The invention provides a teabag with the function of preventing and treating pharyngitis, which consists of six raw materials of liquorice, platycodon grandiflorum, chinese olive, dark plum, peppermint and black tea. The product has effects in nourishing yin, moistening lung, benefiting throat, and clearing lung-heat, and can be used for treating chronic pharyngolaryngitis such as dry throat, less phlegm and pharyngitis due to lung yin deficiency, body fluid failure, and laryngopharynx lesions. Meanwhile, the invention also provides a quality control method of the teabag.

Description

Tea bag for preventing and treating pharyngitis and detection method thereof
Technical Field
The invention relates to a natural plant product with a certain effect and an analysis method thereof.
Background
The tea agent is an oral preparation prepared by mixing decoction pieces or extract with tea or other auxiliary materials, and comprises blocky tea agent, bagged tea agent and decocted tea agent. Chinese is the hometown of tea, the tea culture is a great source of history in China, and the medicinal tea is an important component in the traditional Chinese medicine treasury. In recent years, the number of pharyngitis treatment modes is not counted, and health care products with protection function are also available.
Disclosure of Invention
Specifically, the invention provides a teabag with the function of preventing and treating pharyngitis, which consists of six raw materials of liquorice, platycodon grandiflorum, chinese olive, dark plum, peppermint and black tea.
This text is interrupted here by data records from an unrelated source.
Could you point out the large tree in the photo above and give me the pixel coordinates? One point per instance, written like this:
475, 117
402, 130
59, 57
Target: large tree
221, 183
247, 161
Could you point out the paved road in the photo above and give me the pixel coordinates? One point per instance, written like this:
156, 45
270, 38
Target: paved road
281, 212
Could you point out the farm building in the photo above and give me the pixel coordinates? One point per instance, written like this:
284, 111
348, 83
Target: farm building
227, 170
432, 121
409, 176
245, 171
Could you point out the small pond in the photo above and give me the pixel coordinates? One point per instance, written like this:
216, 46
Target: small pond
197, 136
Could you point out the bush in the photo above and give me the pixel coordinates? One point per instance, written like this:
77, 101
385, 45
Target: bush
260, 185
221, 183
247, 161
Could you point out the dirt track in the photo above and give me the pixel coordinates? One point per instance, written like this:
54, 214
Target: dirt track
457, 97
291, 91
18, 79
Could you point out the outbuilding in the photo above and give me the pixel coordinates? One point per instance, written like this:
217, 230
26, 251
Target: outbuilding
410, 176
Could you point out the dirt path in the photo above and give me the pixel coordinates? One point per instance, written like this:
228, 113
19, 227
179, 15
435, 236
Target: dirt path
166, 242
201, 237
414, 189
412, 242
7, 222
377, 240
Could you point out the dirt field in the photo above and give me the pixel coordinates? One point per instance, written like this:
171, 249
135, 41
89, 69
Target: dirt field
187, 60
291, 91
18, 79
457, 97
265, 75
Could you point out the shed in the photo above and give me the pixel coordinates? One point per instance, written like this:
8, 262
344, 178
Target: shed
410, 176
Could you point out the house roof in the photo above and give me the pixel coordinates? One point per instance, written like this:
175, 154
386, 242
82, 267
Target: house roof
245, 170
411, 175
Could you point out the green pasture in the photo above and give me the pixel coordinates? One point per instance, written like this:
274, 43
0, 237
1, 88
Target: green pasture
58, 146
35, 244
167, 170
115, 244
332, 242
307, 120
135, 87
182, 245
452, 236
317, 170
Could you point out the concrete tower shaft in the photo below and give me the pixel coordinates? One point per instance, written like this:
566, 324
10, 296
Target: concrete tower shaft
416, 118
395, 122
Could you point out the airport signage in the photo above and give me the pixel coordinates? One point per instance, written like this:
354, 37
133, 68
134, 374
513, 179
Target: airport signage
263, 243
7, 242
The product has effects in nourishing yin, moistening lung, benefiting throat, and clearing lung-heat, and can be used for treating chronic pharyngolaryngitis such as dry throat, less phlegm and pharyngitis due to lung yin deficiency, body fluid failure, and throat experiment.
In the recipe, licorice root, radix Glycyrrhizae Praeparata, spleen invigorating qi, heat-clearing and detoxicating, phlegm-eliminating and cough-relieving, and pain-relieving, and harmonizing the drugs. Dark plum fruit, fructus mume, astringing lung, astringing intestine, promoting fluid production and relieving ascariasis. Is used for treating lung deficiency chronic cough, chronic diarrhea, deficiency heat diabetes, ascariasis vomiting and abdominal pain. Fructus Canarii albi, clearing heat and detoxicating, relieving sore throat, promoting fluid production. Can be used for treating sore throat, cough, phlegm, dysphoria with smothery sensation, thirst, and poisoning of fish and crab. Radix Platycodi, has effects of dispersing lung qi, relieving sore throat, eliminating phlegm, and expelling pus. Can be used for treating cough with excessive phlegm, chest distress, pharyngalgia, hoarseness, pulmonary abscess, and pus discharge.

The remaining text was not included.